Fair warning, there’s gonna be a whole lot of mentions of dongs and pictures of them throughout this post. So if curiosity took you this far, let it carry you a bit further, my friend.
Perhaps you think about Japan’s penis festival as one of those “Look at the crazy things Japan gets itself into, haw haw” sort of things. But for someone (me) who grew up loving Japan and had built up ideals of the country from decades and decades of watching anime and other Japanese media, the mere existence of this penis festival has made me love Japan that much more. When I learned about this years ago, I swore to myself that I’d attend a penis festival in my lifetime.

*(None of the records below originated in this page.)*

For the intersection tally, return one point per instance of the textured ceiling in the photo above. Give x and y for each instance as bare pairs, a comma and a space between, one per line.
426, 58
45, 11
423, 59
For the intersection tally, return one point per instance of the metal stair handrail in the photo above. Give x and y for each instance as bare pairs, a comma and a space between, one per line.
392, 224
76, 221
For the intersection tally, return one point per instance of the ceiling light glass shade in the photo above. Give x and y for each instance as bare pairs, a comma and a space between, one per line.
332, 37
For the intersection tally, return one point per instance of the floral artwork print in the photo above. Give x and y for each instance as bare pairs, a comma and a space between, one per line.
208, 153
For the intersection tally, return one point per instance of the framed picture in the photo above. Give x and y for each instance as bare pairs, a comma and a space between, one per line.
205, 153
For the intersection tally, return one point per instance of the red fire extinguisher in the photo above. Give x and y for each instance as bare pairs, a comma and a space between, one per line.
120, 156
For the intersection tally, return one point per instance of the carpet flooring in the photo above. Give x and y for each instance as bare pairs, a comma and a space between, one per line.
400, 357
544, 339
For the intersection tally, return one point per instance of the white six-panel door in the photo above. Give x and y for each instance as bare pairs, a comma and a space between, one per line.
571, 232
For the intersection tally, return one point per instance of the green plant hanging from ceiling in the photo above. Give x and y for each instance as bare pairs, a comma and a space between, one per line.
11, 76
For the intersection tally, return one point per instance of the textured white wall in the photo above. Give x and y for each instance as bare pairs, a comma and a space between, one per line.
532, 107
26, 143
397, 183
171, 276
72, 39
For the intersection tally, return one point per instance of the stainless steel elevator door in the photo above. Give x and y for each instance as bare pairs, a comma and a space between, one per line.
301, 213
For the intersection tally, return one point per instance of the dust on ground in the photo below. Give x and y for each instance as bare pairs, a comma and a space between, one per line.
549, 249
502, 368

And lo and behold, dreams do come true.
WTF Is the Penis Festival?
Japan’s penis festival is properly called Kanamara Matsuri. It happens once a year in Kawasakidaishi in Kawasaki, usually the first Sunday of April. It typically starts at 11am day of and is free to attend and check out.
As you’d expect, it’s a gathering of people celebrating dicks of all kinds: statue ones, candy ones, candle ones, and even drawings of dicks. There is no shortage of imaginations running wild or phalluses at the penis festival (as you’d expect). Surprisingly, I didn’t see any real ones just flapping around like you would during the somewhat similarly themed and popular Gay Pride in San Francisco (though apparently the Hadaka Matsuri is kind of like that).
What Do You Do at the Penis Festival?
In my experience, the festival gets pretty nuts. Pun intended.
The truth is, the penis festival isn’t just a strange tourist attraction for bewildered foreigners. The festival is actually supposed to promote HIV awareness. It takes place at the Kanayama Shrine, where the centerpiece is this giant iron dong.
This iron phallus is a symbol based on the story around vagina dentata, or vagina with teeth. Legend has it that a sharp-toothed demon hid inside the vagina of the woman it had fallen in love with and deterred any would-be suitors. Ergo, they’d get their dicks bitten right off. In other words, it’s a metaphor about having STDs, which was common at the time. In order to fight this demon (and probably finally get some), she requested a blacksmith to fashion together this unbreakable ding-dong to, in turn, break the demon’s teeth. And so, the iron dick became a venerated item since…
For some, the festival is a symbol of fertility and a peaceful marriage. At one point, it was popular among prostitutes who prayed for protection against STDs.
It has elements of most festivals in Japan, but the penis festival is special beyond the obvious reasons. It’s more celebratory of LGBT culture, uncharacteristically expressive and overt of Japanese people, and a place where you can show respect by not taking yourself that seriously.
Throughout the festival, you just go to observe the mikoshi parades, watch some people dance, eat various festival foods, and high-five fellow attendees who are sucking on dick candy–whoa, come again?
Dick candy. You get to buy them. They come in various shapes, sizes, colors, and (presumably) flavors.
These dick lollipops aren’t just hilariously phallic; they’re straight-up edible dick molds. The entire time I was paranoid that I’d be caught on camera somewhere by someone with a freeze frame of me obscenely licking this lollipop. The one I bought didn’t taste like anything. Disappointing.
Unsurprisingly, the festival consisted of mostly foreigners like me who were really just keen on chortling at the spectacle and the quirkiness of it all (and making dick jokes). The most noteworthy thing is the famous “Elizabeth Mikoshi” which is a giant pink penis float and was apparently donated by a drag queen named…Elizabeth! Around noontime, it’s carried by men in drag to the shrine, where the street parade begins. The Elizabeth, along with one or two other penis floats, are carried throughout the streets at around 1p.m. Unfortunately, I didn’t get to see the pink float up close in person.
Overall, “nuts” doesn’t quite describe the energy, atmosphere, and the serious ridiculousness of it all.